Beoordeling van de afwijzing van een aanvraag voor studiefinanciering en de toepassing van de hardheidsclausule

In deze uitspraak van de Rechtbank Den Haag op 14 juli 2025, wordt het beroep van eiseres tegen de afwijzing van haar aanvraag om studiefinanciering beoordeeld. Eiseres, woonachtig in Engeland, had haar aanvraag voor studiefinanciering ingediend, maar deze was afgewezen door de minister van Onderwijs, Cultuur en Wetenschap. De afwijzing was gebaseerd op het feit dat eiseres niet voldeed aan de voorwaarden voor studiefinanciering bij een studie in het buitenland, met name dat zij niet voldoende binding met Nederland had en niet rechtmatig in Nederland had gewoond gedurende de vereiste periode.

De rechtbank oordeelt dat het bestreden besluit in strijd is met het zorgvuldigheids- en motiveringsbeginsel, omdat er in de bezwaarfase geen inhoudelijke beoordeling heeft plaatsgevonden. De rechtbank stelt vast dat verweerder ten onrechte artikel 4:6 van de Algemene wet bestuursrecht (Awb) heeft toegepast, aangezien eiseres een nieuwe aanvraag had ingediend met een andere begindatum. Hierdoor is er geen sprake van een herhaalde aanvraag. De rechtbank verklaart het beroep gegrond, maar laat de rechtsgevolgen van het vernietigde besluit in stand, omdat verweerder in zijn verweerschrift een gewijzigde motivering heeft gegeven.

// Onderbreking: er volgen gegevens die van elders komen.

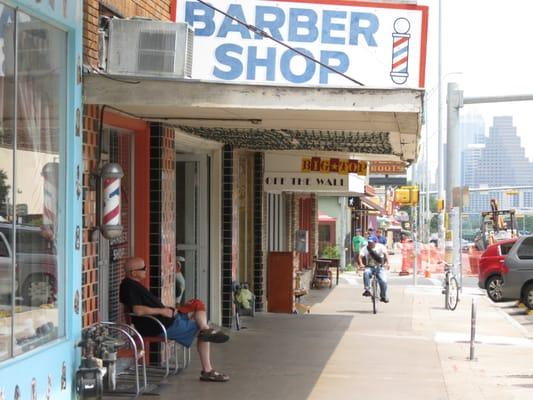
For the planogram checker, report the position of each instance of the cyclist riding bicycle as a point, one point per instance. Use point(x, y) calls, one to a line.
point(374, 258)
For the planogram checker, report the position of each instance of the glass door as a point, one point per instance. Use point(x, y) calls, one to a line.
point(192, 223)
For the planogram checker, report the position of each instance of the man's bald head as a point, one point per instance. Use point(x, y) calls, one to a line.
point(134, 266)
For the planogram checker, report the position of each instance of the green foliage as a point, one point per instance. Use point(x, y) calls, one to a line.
point(331, 252)
point(349, 267)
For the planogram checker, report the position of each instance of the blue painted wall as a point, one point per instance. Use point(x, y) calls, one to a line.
point(46, 363)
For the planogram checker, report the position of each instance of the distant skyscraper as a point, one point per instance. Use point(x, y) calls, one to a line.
point(501, 161)
point(472, 130)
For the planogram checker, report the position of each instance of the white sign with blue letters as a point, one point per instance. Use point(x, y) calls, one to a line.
point(379, 45)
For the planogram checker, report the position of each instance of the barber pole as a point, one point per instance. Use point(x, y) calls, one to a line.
point(112, 201)
point(400, 51)
point(50, 176)
point(111, 176)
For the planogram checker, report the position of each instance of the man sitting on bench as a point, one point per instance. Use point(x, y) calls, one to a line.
point(183, 324)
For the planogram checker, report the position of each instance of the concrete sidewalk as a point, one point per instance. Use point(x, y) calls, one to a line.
point(412, 349)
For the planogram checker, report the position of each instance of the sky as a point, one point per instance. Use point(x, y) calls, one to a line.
point(487, 49)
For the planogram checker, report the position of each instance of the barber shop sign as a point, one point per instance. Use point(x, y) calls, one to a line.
point(376, 44)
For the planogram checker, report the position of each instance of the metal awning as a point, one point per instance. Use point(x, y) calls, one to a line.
point(361, 122)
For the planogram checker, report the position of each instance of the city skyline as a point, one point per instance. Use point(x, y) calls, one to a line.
point(500, 65)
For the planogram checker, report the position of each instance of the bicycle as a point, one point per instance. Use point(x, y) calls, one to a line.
point(450, 288)
point(374, 291)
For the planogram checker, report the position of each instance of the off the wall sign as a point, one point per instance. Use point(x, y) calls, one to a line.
point(305, 182)
point(334, 165)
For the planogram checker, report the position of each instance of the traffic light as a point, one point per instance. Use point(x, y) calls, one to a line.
point(406, 195)
point(402, 196)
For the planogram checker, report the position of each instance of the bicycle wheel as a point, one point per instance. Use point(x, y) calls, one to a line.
point(446, 289)
point(453, 293)
point(374, 294)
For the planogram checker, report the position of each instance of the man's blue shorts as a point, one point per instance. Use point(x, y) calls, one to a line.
point(183, 330)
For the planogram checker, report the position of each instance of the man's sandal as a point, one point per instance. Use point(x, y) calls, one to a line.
point(212, 335)
point(213, 376)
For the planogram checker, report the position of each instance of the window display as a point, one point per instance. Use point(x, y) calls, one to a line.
point(32, 132)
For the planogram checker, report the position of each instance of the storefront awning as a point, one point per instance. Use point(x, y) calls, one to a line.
point(367, 123)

De rechtbank oordeelt verder dat eiseres ten onrechte niet is gehoord in de bezwaarfase, maar dat verweerder daar op grond van de wet niet toe verplicht was. De rechtbank vernietigt het bestreden besluit, maar bepaalt dat de rechtsgevolgen in stand blijven. Eiseres krijgt haar griffierecht vergoed en verweerder wordt veroordeeld in de proceskosten van eiseres, vastgesteld op € 1.814. De uitspraak is openbaar gemaakt en partijen zijn geïnformeerd over de mogelijkheid tot hoger beroep.

Uitspraak

RECHTBANK DEN HAAG
Bestuursrecht
zaaknummer: SGR 24/10076

uitspraak van de enkelvoudige kamer van 14 juli 2025 in de zaak tussen

[eiseres] , uit [woonplaats] (Engeland), eiseres

(gemachtigde: mr. J. Sprakel),
en

de minister van Onderwijs, Cultuur en Wetenschap, verweerder

(gemachtigde: mr. G.J.M. Naber).

Inleiding

1. In deze uitspraak beoordeelt de rechtbank het beroep van eiseres tegen de afwijzing van haar aanvraag om studiefinanciering.
1.1.
Verweerder heeft deze aanvraag met het besluit van 22 augustus 2024 afgewezen. Met het bestreden besluit van 11 november 2024 op het bezwaar van eiseres is verweerder daarbij gebleven.
1.2.
Verweerder heeft op het beroep gereageerd met een verweerschrift.
1.3.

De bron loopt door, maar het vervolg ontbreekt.